I see a lot of ways to find duplicate records and delete them but I could not find the one I am looking for i.e. to delete them based on certain condition.
The first SQL code below taken from another post works very well in locating duplicates. However, I am having problem withe the second part.
<cfquery datasource="mydatabase" name="duplist">
SELECT a.*, b.totalCount AS Duplicate
FROM mytable a
INNER JOIN
(
SELECT email, COUNT(*) totalCount
FROM mytable
GROUP BY email
HAVING COUNT(*) > 1
) b ON a.email = b.email
</cfquery>
<cfoutput query="duplist">
<CFQUERY DATASOURCE="mydatabase" name="dlist">
SELECT * FROM mytable
WHERE userid = '#userid#'
AND activedate is null
</CFQUERY>
</cfoutput>
<cfoutput>
Total To Be Deleted: #dlist.recordcount#
</cfoutput>
I am trying use SELECT (before replace it with DELETE) only those duplicates user emails that do not have an "activedate" based on the output query "duplist" with duplicated email records. I am only getting one record (in #dlist.recordcount#) which is the last record! Isn't the query supposed to loop through them all?
EDITED:
After some feedback and checking the recordcount wasn't counting correctly because it is outside the loop. It will work in retrieving those records without startdate. However, now the real problem is in the following scenario:
ID USERID EMAIL STARTDATE
1 user1 test@test.com
2 user2 test@test.com 11/01/2014
3 user3 test@test.com
4 user4 test@test.com 11/02/2014
5 user5 me@mydomain.com
6 user6 me@mydomain.com
Running through the above code will list these 6 records of duplicate emails. The second query will select(delete) those without startdate i.e.
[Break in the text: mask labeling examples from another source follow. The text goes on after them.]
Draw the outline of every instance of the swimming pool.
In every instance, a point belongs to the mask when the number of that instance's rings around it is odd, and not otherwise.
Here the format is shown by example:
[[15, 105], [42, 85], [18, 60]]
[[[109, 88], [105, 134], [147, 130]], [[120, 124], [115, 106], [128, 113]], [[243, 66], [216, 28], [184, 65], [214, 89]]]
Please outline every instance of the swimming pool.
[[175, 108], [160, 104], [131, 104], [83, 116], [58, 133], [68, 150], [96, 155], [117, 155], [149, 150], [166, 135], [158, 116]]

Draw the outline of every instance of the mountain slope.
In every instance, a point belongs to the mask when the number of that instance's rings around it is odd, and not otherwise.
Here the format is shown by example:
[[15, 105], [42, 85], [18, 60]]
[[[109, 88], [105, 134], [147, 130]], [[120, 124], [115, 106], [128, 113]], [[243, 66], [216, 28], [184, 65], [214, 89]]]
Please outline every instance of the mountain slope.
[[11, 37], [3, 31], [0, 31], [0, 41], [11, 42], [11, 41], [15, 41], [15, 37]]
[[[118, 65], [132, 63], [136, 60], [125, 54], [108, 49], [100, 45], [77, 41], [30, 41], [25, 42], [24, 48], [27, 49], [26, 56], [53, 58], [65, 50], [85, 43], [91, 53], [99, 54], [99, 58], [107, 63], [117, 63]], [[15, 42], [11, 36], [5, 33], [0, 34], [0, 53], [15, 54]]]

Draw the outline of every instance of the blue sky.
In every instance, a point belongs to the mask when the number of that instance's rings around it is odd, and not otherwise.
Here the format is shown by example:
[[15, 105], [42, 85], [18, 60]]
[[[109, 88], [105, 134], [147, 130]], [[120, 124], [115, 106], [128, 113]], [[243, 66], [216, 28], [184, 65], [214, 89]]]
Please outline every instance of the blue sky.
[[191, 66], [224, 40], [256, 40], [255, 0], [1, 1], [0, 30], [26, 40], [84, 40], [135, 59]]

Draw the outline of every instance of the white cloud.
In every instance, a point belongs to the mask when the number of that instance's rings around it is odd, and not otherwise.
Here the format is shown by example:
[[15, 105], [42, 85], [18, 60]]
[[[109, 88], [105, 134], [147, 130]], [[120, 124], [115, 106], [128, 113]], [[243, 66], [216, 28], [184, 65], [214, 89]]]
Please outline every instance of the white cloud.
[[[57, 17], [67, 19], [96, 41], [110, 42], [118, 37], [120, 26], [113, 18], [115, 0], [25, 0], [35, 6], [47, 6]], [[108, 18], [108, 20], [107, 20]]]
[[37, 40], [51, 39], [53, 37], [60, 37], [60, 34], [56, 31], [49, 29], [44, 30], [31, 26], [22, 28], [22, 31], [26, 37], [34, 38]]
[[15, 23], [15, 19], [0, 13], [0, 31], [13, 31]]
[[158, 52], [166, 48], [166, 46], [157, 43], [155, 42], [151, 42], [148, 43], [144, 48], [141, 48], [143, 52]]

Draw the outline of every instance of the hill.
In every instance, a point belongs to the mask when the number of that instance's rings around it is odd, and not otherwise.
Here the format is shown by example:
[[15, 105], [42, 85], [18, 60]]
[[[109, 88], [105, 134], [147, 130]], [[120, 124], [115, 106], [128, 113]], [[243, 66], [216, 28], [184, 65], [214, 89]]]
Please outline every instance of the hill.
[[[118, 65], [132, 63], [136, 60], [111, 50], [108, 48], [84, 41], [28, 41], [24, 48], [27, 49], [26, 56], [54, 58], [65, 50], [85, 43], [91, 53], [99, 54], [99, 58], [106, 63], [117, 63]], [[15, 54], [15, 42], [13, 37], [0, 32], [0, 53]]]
Record 1, 3, 5 and 6. Two problems:
How can the codes be modified to deal with the scenarios? I want to keep record #4 and #6 because 4 is newer than 2 and 6 is newer than 6.
4 user4 test@test.com 11/02/2014
6 user6 me@mydomain.com
You can use the Rank() function to rank the data and delete the rows which are not ranked 1.
Oracle equivalent of the Rank() query to select the #4 and #6 data:
SELECT * FROM
(
SELECT USERNAME, EMAIL, START_DATE,
RANK() OVER (PARTITION BY EMAIL ORDER BY START_DATE DESC NULLS LAST, ROWNUM DESC) AS RANK
FROM TEMP_SOL
)
WHERE RANK = 1
Mysql equivalent can be derived using this link Rank function in MySQL with Order By clause
Edit : A non-rank solution can be something like:
First get all the duplicate emails
<cfquery name="dupEmail" datasource="XXX">
SELECT EMAIL
FROM TEMP_SOL
GROUP BY EMAIL
HAVING COUNT(*) > 1
</cfquery>
Loop through dupEmail and
Select/Delete the usernames not equal to the above username having the same emailid.
<cfloop query="dupEmail">
<cfquery name="UserToRetain" datasource="XXX">
SELECT USERNAME FROM TEMP_SOL
WHERE EMAIL = '#dupEmail.Email#'
ORDER BY START_DATE DESC NULLS LAST, ROWNUM DESC
LIMIT 1
</cfquery>
<cfquery name="DeleteUsers" datasource="XXX">
SELECT * FROM TEMP_SOL
WHERE USERNAME <> '#UserToRetain.USERNAME#' AND EMAIL='#dupEmail.Email#'
</cfquery>
</cfloop>
Note: The code above hasn't been tested for and the queries may not run on mysql.